Gao Zengfeng, Darma Panji Nursetia, Kawashima Daisuke, Takei Masahiro
Division of Fundamental Engineering, Graduate School of Science and Engineering, Chiba University, Chiba, Japan.
J Electr Bioimpedance. 2023 Jan 8;13(1):106-115. doi: 10.2478/joeb-2022-0015. eCollection 2022 Jan.
The image reconstruction in electrical impedance tomography (EIT) has low accuracy due to the approximation error between the measured voltage change and the approximated voltage change, from which the object cannot be accurately reconstructed and quantitatively evaluated. A voltage approximation model based on object-oriented sensitivity matrix estimation (OO-SME model) is proposed to reconstruct the image with high accuracy. In the OO-SME model, a sensitivity matrix of the object-field is estimated, and the sensitivity matrix change from the background-field to the object-field is estimated to optimize the approximated voltage change, from which the approximation error is eliminated to improve the reconstruction accuracy. Against the existing linear and nonlinear models, the approximation error in the OO-SME model is eliminated, thus an image with higher accuracy is reconstructed. The simulation shows that the OO-SME model reconstructs a more accurate image than the existing models for quantitative evaluation. The relative accuracy (RA) of reconstructed conductivity is increased up to 83.98% on average. The experiment of lean meat mass evaluation shows that the RA of lean meat mass is increased from 7.70% with the linear model to 54.60% with the OO-SME model. It is concluded that the OO-SME model reconstructs a more accurate image to evaluate the object quantitatively than the existing models.

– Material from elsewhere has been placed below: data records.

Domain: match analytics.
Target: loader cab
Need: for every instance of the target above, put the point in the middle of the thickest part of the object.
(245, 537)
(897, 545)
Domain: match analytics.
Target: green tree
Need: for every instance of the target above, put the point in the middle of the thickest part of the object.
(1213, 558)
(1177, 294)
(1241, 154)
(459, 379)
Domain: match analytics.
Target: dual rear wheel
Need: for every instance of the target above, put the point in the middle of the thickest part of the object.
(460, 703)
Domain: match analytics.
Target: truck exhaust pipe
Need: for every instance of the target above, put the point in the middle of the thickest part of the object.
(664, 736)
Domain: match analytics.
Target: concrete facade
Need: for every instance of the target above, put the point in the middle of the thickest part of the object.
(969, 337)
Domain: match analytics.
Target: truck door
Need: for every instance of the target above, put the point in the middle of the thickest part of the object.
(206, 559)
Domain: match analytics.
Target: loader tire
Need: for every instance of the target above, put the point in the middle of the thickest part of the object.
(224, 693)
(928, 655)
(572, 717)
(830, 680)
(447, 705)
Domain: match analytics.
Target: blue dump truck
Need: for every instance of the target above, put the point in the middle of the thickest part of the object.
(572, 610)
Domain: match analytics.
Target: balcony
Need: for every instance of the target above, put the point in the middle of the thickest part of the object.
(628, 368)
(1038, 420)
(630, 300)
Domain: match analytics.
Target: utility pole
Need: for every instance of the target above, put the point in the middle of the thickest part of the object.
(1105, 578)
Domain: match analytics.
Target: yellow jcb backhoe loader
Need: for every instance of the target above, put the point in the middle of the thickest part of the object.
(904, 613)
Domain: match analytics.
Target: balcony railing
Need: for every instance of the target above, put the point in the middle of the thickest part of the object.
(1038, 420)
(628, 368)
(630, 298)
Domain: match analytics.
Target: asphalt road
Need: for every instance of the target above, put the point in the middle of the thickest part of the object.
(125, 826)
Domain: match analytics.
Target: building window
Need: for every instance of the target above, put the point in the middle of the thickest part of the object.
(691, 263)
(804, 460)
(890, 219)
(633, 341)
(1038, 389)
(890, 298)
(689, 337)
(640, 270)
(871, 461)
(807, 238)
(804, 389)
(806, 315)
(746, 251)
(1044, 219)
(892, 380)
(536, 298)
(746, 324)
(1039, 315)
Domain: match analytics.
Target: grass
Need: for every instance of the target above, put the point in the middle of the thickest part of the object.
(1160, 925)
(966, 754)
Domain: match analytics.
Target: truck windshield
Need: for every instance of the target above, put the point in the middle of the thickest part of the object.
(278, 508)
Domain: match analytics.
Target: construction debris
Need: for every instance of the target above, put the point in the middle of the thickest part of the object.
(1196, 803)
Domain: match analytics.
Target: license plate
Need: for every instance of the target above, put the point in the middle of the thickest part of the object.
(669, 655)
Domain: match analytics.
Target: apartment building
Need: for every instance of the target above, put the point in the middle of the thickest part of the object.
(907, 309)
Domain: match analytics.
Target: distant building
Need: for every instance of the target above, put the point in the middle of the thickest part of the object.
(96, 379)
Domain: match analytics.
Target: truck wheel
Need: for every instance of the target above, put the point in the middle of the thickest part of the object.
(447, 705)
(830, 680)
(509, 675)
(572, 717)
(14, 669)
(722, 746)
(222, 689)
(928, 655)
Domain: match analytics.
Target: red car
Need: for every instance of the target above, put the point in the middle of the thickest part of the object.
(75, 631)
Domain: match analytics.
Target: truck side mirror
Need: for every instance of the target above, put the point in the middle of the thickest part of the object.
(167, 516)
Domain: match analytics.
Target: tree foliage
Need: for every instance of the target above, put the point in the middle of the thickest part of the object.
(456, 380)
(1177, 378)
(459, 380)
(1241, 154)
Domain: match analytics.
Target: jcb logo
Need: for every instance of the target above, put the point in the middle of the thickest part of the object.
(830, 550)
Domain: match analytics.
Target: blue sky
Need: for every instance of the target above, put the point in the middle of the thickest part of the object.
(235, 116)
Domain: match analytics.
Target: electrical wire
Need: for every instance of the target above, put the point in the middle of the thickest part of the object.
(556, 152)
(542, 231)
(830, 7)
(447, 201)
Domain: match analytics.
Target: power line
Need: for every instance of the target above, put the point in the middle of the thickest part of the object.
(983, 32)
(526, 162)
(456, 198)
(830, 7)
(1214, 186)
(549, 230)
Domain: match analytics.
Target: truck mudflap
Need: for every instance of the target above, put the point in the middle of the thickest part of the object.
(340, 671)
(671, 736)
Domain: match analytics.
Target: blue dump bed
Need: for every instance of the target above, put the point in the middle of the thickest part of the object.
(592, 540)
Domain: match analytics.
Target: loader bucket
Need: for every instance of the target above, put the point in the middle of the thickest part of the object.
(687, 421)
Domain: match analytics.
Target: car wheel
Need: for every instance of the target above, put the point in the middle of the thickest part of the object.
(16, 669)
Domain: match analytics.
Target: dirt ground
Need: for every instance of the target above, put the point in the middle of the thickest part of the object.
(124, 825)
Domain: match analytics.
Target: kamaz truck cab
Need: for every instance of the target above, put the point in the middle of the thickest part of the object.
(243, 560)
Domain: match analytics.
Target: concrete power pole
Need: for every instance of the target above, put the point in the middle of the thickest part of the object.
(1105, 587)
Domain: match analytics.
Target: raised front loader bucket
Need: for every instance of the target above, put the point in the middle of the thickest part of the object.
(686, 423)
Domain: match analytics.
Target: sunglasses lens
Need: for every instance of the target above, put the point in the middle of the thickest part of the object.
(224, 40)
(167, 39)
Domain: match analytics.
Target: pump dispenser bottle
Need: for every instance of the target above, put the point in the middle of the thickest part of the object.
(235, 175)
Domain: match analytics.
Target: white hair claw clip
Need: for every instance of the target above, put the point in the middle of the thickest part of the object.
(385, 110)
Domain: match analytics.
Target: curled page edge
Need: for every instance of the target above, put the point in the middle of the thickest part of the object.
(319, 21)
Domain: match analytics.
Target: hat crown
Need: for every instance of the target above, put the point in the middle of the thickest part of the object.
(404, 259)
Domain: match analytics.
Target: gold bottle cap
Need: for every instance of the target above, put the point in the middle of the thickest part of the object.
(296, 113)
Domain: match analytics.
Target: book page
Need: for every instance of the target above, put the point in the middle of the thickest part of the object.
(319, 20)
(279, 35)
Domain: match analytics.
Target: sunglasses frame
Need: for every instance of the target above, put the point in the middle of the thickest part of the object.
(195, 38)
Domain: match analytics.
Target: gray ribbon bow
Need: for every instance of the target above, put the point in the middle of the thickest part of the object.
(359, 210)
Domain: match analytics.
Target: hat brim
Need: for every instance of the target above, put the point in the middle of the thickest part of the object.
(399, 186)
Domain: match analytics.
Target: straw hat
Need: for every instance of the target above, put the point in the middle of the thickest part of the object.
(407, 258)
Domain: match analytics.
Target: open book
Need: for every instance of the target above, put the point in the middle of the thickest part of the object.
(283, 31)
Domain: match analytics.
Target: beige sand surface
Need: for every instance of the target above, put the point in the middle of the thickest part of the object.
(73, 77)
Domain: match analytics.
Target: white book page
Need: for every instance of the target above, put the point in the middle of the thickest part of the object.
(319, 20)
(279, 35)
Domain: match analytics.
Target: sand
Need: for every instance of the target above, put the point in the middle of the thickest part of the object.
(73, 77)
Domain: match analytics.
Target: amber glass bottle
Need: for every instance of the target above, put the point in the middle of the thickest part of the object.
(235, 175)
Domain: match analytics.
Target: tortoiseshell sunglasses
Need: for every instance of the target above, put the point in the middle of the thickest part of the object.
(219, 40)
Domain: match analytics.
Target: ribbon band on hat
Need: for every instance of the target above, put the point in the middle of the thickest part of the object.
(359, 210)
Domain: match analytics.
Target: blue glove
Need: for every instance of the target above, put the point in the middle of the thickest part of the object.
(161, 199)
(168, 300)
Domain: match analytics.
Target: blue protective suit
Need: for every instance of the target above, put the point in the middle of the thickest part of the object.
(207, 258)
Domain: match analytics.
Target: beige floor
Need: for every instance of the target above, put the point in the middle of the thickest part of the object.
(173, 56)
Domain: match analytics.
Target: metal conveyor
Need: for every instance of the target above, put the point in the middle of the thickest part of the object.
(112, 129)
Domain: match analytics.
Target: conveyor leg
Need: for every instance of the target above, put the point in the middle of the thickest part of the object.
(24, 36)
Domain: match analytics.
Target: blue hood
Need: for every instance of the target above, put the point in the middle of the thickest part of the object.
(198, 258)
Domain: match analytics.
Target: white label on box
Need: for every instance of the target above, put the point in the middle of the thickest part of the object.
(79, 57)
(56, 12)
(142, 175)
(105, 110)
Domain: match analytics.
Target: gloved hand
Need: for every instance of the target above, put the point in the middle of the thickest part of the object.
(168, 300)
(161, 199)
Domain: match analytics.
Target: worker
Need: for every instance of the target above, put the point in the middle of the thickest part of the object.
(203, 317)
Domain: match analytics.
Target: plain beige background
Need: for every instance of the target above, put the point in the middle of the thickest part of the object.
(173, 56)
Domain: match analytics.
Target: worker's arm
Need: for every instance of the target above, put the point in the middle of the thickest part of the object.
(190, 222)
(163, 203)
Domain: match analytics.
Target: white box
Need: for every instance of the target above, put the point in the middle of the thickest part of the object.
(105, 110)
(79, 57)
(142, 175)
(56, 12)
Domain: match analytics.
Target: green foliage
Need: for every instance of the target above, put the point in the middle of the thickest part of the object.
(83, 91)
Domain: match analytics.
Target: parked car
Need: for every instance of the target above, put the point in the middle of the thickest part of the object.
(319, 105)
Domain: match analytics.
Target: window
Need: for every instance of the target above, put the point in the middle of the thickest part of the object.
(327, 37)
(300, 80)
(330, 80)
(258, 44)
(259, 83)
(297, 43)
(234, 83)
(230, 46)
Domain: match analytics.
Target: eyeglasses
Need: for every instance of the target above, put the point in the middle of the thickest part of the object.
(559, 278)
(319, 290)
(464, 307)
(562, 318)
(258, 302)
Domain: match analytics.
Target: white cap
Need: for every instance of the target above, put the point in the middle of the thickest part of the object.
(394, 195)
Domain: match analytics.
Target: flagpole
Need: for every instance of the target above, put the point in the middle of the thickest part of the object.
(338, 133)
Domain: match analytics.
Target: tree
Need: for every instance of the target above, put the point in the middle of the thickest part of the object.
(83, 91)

由于测量电压变化与近似电压变化之间存在近似误差,电阻抗断层成像(EIT)中的图像重建精度较低,导致无法对物体进行精确重建和定量评估。为了实现高精度图像重建,提出了一种基于面向对象灵敏度矩阵估计的电压近似模型(OO-SME模型)。在OO-SME模型中,估计目标场的灵敏度矩阵,并估计从背景场到目标场的灵敏度矩阵变化,以优化近似电压变化,从而消除近似误差,提高重建精度。与现有的线性和非线性模型相比,OO-SME模型消除了近似误差,从而重建出精度更高的图像。仿真结果表明,对于定量评估,OO-SME模型重建的图像比现有模型更准确。重建电导率的相对精度(RA)平均提高到83.98%。瘦肉量评估实验表明,瘦肉量的RA从线性模型的7.70%提高到OO-SME模型的54.60%。研究得出结论,与现有模型相比,OO-SME模型能够重建更精确的图像,以便对物体进行定量评估。